For 1,000 kilometers, from the first cataract of the Nile River in southern Egypt to the fourth cataract in Sudan, there are hundreds of stone walls. They appear in channels, on plains that are flooded a few times a year, or in river belts that are now dry.
These breakwaters are the first work of hydraulic engineering in history. Flood and flow control structures built 3,000 years ago by the ancient Egyptians in the Nile Valley and now in common use around the world.
Some were built to trap nutrient-rich stream sediments for agriculture, a practice still recorded as early as the early 19th century AD, indicating that these works were used for long periods of time.
As the researchers explain in an article published in the journal Geoarchaeology, the vast network of Nile “river groynes” predates by more than 2,500 years what until now were the oldest known examples in the world, those of the Yellow River in China.
“Using satellite images, drones and ground surveys, as well as historical sources, we located nearly 1,300 walls between the first cataract in southern Egypt and the fourth cataract in Sudan,” Dr. Matthew Dalton of the University of Sudan said in a statement. from Western Australia and lead author of the study.
The international team mapped and recorded the remains for more than 1,100 kilometers to determine the time of construction, who built it and why. Hundreds of groynes are now submerged under the Aswan High Dam reservoir but were recorded in 19th-century traveler’s journals, a 200-year-old map, and archives of aerial photographs, including some taken by the Royal Air Force. in 1934.
Still, many found themselves within the old Nile channels that had dried up due to climate change.

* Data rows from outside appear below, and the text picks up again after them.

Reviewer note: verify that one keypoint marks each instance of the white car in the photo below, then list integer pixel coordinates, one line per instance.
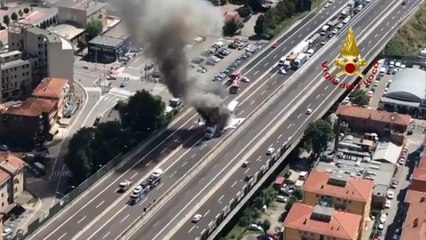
(245, 79)
(157, 173)
(390, 195)
(196, 218)
(270, 151)
(388, 204)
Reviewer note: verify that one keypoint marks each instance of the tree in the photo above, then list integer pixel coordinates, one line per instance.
(266, 225)
(290, 203)
(260, 27)
(317, 135)
(143, 114)
(230, 28)
(94, 28)
(358, 97)
(14, 16)
(6, 19)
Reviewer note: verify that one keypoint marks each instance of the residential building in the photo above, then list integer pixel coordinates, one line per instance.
(382, 123)
(305, 222)
(16, 76)
(81, 12)
(415, 222)
(12, 180)
(28, 123)
(111, 45)
(50, 55)
(340, 191)
(55, 89)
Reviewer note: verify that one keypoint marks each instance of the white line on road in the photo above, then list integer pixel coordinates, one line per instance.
(82, 219)
(106, 235)
(63, 235)
(100, 204)
(134, 175)
(124, 219)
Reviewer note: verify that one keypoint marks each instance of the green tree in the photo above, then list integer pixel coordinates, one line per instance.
(358, 97)
(93, 29)
(260, 27)
(266, 225)
(6, 19)
(143, 114)
(290, 203)
(317, 135)
(79, 156)
(230, 28)
(108, 142)
(14, 16)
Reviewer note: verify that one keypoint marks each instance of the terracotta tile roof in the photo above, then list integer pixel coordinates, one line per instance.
(32, 107)
(360, 190)
(10, 163)
(342, 225)
(50, 88)
(375, 115)
(415, 222)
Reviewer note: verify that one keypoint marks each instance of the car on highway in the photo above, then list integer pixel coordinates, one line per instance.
(196, 218)
(282, 71)
(388, 204)
(270, 151)
(157, 173)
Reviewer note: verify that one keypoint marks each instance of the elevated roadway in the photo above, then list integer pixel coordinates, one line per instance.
(173, 220)
(169, 147)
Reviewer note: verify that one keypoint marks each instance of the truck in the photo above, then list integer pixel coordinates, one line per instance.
(300, 48)
(138, 193)
(300, 60)
(123, 186)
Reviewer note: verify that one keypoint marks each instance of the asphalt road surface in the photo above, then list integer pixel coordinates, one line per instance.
(168, 216)
(71, 221)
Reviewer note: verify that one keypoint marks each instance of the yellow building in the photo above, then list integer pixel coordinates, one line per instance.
(319, 222)
(339, 191)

Specialists used radiocarbon and luminescence dating techniques to establish that some were built more than 3,000 years ago.
“Radiometric dating suggests that this form of hydraulic engineering was first performed by indigenous Nubian communities, as well as by the inhabitants of cities established later by the New Kingdom pharaohs,” the authors write.
Talking to farmers in what is now Sudanese Nubia, the researchers found that river breakwaters continued to be built even into the 1970s and that the land formed by some walls was still being cultivated today.
The team also identified much larger stone walls within the Nile, some up to five meters thick and 200 meters long, dams that would have directed the river’s flow and aided boating through the treacherous rapids of the largest. river course of all Africa.
“These monumental river breakwaters helped connect the people of ancient Egypt and Nubia by facilitating the long-distance movement of resources, armies, people and ideas along the Nile,” concludes Dr. Dalton.